NEW YORK — After surveying the latest looks in Europe, Doneger Group trendspotters David Wolfe and Amanda Hallay believe the future of American fashion lies in the ever-popular tunics and gypsy skirts, “razzle-dazzle” accessories and a splash of orange as well.
“I feel about 100 years old,” joked Hallay, after noting that “Nineties Brit Pop” is now the new “vintage” look coming out of Berlin.
Hallay, Wolfe’s daughter, is the newest member of Doneger’s creative team, serving as the European trend analyst, reporting exclusively on European retail and trade events. Wolfe is creative director of Doneger Creative Services.
They made their observations during a presentation Wednesday titled “In Search of Style” at the Doneger headquarters here. Representatives of Macy’s, Neiman Marcus, Liz Claiborne, Estee Lauder and Phillips-Van Heusen were among those attending.
While other retro motifs such as skull and crossbones and Seventies-inspired smiley prints are hot in Berlin, Wolfe and Hallay found gypsy skirts, paisley prints and flashy accessories to be some of the key must-haves in Saint-Tropez and London. And while London showed a down-and-dirty denim look for men, they said women were in “street sweeping” skirts paired with crocheted tops.

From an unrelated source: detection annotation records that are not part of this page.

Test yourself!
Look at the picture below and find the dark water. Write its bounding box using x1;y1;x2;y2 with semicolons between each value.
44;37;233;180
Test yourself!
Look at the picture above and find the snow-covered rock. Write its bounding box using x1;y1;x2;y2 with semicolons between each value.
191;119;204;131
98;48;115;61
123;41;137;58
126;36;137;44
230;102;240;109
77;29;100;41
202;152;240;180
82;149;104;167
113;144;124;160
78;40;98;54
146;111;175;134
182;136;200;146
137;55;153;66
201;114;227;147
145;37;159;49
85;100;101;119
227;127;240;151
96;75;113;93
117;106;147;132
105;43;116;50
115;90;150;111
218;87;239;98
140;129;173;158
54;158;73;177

And what would a trend analysis be without a few style tips from Paris?
This season, Paris is morphing from elegant looks to something downright sassy. Fun accessories and a sudden curiosity over voodoo dolls have Parisian women wearing good luck charms on their Louis Vuitton purses. Meanwhile, Wolfe said knockoffs of the “self-fringed” Chanel-styled jacket are over. Printed skirts, multicolor striped men’s dress shirts and a touch of citrus seem to be everywhere.
As these trends flourish in Europe, Wolfe and Hallay believe the looks will soon hit these shores, bringing colors such as turquoise and brown, stylish, big-beaded jewels, and men’s harmoniously colored shirts. They also expect to see a transformation of the tunic from boho to chic.
But while European fashion may be leading the trends, Wolfe invoked a Coco Chanel statement: “Clothes don’t become fashion until someone wears them.”